Ten-year-old Sophie (Ruby Barnhill) is an insomniac orphan – just imagine how much grimmer her plight would seem if she’d been plucked from the bosom of a loving family… – who accidentally spies the titular giant (Mark Rylance) going about his business of delivering dreams in the dead of night. Unfortunately for Sophie, the BFG sees her watching him, and feels that he has no choice but to take her home with him to ensure his existence remains a secret from the normal world. Home is a pleasant land of rolling hills which he shares with a gang of much larger giants with such descriptive names as Fleshlumpeater, Bloodbottler, Childchewer and Bonecruncher, none of whom share the BFG’s kindly manner, but would dearly love to ingest a tasty morsel like Sophie if they could.
Another problem with Spielberg’s The BFG is that it doesn’t really have much of a plot, and you get the impression that the director sincerely believed we would all be so blown away by the visuals to notice the fact that a whole lot of nothing is taking place on-screen. Having said that, the visuals, a blend of live-action and performance capture, really are something to behold. When it comes to the performances, Rylance’s scrawny, tongue-twisted title character grows increasingly sympathetic as the tale unfolds, thanks to the actor’s unique interpretation – although there’s no denying he sounds more like a cabbage farmer from Suffolk than a mythical giant from a faraway land. But while Barnhill makes a plucky enough heroine, there’s little about her to suggest a successful adult acting career awaits.
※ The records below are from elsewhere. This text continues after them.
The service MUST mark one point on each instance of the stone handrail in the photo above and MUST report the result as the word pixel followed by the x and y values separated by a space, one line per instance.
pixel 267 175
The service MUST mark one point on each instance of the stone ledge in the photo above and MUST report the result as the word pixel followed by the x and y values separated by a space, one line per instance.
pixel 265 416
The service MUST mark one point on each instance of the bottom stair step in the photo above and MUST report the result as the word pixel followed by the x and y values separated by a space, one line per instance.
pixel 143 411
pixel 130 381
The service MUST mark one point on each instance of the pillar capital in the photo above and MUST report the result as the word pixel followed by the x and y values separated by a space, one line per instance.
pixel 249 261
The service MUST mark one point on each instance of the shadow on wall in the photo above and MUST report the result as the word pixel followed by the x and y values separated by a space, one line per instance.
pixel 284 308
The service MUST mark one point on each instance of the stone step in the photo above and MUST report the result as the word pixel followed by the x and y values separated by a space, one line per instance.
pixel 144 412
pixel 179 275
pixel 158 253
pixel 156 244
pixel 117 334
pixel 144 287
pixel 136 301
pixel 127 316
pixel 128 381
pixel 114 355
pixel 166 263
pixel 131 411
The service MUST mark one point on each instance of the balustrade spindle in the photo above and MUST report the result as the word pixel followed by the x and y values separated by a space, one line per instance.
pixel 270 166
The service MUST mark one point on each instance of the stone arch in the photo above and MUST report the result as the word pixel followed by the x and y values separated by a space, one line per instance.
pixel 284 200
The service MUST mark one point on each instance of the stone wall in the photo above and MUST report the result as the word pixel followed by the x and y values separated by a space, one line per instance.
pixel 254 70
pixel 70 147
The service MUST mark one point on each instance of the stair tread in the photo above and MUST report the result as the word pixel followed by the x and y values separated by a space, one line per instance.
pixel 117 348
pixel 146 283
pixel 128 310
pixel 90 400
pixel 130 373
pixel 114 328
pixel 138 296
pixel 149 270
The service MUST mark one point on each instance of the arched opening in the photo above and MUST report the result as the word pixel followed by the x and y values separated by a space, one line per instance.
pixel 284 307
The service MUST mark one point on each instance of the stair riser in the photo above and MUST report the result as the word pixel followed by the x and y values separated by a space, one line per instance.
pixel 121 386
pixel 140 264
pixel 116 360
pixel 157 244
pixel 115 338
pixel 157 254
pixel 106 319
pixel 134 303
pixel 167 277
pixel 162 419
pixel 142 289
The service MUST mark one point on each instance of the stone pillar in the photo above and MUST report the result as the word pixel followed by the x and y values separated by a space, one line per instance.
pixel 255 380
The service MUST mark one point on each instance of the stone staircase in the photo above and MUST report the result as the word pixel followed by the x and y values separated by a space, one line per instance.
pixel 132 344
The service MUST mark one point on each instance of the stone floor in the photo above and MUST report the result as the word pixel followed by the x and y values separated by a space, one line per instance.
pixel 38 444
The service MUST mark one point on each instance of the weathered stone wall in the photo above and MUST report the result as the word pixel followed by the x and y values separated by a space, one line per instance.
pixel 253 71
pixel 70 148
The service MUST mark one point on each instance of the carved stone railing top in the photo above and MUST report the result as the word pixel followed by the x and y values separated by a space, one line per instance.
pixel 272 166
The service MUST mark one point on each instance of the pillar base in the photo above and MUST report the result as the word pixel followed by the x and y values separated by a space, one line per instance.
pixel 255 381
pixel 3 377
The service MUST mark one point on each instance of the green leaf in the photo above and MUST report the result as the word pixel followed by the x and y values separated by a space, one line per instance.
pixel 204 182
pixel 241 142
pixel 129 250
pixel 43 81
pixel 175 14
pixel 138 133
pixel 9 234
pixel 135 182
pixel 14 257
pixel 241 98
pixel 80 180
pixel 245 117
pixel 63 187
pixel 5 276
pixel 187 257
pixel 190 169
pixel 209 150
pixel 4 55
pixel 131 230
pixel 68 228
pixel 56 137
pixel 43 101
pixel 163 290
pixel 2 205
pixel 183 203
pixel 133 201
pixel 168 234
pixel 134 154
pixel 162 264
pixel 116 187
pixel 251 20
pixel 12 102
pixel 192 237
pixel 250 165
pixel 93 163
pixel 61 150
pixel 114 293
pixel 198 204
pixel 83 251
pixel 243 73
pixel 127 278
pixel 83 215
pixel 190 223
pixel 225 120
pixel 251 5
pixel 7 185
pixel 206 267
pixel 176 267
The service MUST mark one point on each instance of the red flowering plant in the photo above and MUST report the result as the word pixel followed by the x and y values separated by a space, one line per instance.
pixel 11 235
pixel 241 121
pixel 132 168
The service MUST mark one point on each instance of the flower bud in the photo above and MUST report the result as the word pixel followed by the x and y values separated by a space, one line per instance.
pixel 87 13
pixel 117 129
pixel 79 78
Most of the fun to be found in The BFG comes not from the lead characters, or their encounter with the Queen of England, but the other giants whose ugly, exaggerated features are complemented by their lack of intelligence and boorish behaviour. Unfortunately, their stupidity precludes them from posing a genuine threat, and the BFG’s encounters with them lack any real excitement or sense of danger.